We can see that the separation between the different subclasses of chairs is evident, and even within a subclass (i.e. armchair), we can easily find areas where the chairs share visual attributes (i.e. armchairs with the wooden armrests vs. armchairs with padded armrests).

And this is the whole point, isn’t it? Because it means we can easily train a linear classifier (like SVM) to identify any visual attribute we care about, by feeding it the vectors of only a few positive and negative assets, and then use it to tag the rest of the 1M-assets catalogue, without ever loading those assets. This ad-hoc classification can save us a ton of time!

Latents are The Future

Finally, this analysis works not just on chairs, but also on every other asset family in our catalogue. We can imagine a future where every scene we render will be fully described by those latents: A latent for each asset, a latent for the background, a latent for the pose, the camera angle, the lights. And if we dare, we can imagine a future where the traditional mesh and texture maps would no longer be used at all to render synthetic but photorealistic images, like the messy bedroom scene pictured above.

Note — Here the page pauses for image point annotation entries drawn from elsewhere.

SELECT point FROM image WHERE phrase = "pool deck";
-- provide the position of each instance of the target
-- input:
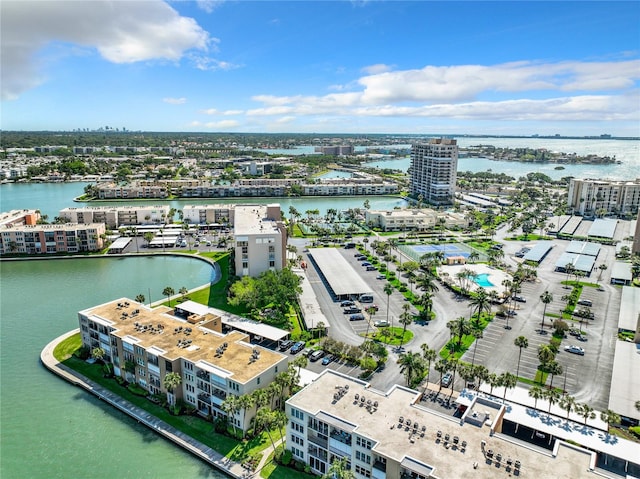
(495, 276)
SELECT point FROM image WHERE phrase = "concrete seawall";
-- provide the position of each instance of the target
(202, 451)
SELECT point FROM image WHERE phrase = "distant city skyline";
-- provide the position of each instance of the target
(480, 68)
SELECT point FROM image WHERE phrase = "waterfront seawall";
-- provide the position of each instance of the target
(202, 451)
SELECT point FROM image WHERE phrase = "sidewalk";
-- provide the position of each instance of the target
(196, 448)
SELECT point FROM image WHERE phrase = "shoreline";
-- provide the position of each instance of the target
(205, 453)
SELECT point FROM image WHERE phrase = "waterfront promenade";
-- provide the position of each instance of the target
(217, 460)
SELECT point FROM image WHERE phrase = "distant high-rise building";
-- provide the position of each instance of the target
(433, 170)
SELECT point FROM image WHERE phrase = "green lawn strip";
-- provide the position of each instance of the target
(193, 426)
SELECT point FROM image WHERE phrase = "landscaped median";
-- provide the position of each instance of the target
(191, 432)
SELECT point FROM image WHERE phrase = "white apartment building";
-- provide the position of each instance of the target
(260, 239)
(589, 197)
(145, 344)
(52, 238)
(117, 216)
(395, 435)
(208, 214)
(433, 170)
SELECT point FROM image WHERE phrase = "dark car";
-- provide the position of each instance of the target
(297, 347)
(286, 344)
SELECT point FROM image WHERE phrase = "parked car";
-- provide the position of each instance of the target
(317, 354)
(327, 359)
(352, 309)
(574, 349)
(297, 347)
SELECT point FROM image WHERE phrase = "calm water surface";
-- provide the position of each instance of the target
(50, 429)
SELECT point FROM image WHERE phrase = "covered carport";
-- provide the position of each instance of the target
(339, 276)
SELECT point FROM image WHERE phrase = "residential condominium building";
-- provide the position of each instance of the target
(52, 238)
(213, 215)
(145, 344)
(117, 216)
(260, 239)
(395, 435)
(433, 170)
(590, 197)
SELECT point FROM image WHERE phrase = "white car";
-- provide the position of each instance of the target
(574, 349)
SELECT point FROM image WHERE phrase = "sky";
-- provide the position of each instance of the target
(414, 67)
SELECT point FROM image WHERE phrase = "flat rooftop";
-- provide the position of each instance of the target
(398, 441)
(160, 329)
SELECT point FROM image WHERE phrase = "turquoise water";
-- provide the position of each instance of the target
(50, 429)
(482, 280)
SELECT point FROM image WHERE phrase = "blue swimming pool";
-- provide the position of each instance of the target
(482, 280)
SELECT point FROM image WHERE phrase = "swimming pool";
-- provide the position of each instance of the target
(482, 280)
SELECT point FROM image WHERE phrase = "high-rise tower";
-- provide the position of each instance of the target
(433, 170)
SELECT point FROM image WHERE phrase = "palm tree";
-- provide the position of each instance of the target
(610, 417)
(406, 318)
(477, 334)
(388, 290)
(586, 411)
(410, 364)
(508, 381)
(459, 327)
(554, 368)
(428, 355)
(168, 292)
(170, 382)
(523, 343)
(546, 298)
(536, 392)
(552, 396)
(568, 403)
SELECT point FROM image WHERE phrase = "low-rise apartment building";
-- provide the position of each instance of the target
(52, 238)
(117, 216)
(395, 435)
(260, 239)
(145, 344)
(591, 197)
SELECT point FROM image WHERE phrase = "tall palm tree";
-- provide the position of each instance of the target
(406, 318)
(546, 298)
(610, 417)
(586, 411)
(507, 381)
(536, 392)
(410, 364)
(523, 343)
(568, 403)
(388, 290)
(428, 355)
(552, 396)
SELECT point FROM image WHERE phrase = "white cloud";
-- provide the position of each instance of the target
(175, 101)
(121, 32)
(607, 90)
(223, 124)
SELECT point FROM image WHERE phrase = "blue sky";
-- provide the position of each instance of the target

A sample of our *table* assets rendered by querying a **single** NeRF network. Image by author.

Appendix: Decoupling Shape and Appearance

The NeRF network has two branches, one for the opacity (α), and the other for the color. To decouple the shape and appearance parts in the latent vector, we divided the input latent code to two, and showed the appearance part only to the color branch, as illustrated below. This trick was adopted from the recent GIRRAFE paper (Niemeyer and Geiger, CVPR 2021).

Architecture of our revised NeRF network (image by author).

To gain a better understanding of the shape and appearance sub-spaces, we did a PCA analysis of the relevant part of the latent vectors:

Illustration of the top 10 PCA components for the shape-space (top) and appearance space (bottom). Images by the author.

We can see how these control various aspect of the chair such as the size of the seat, its width, the height of its back, etc. In the appearance space we can see how the PCA directions controls colors but also their saturation, brightness, and the light conditions.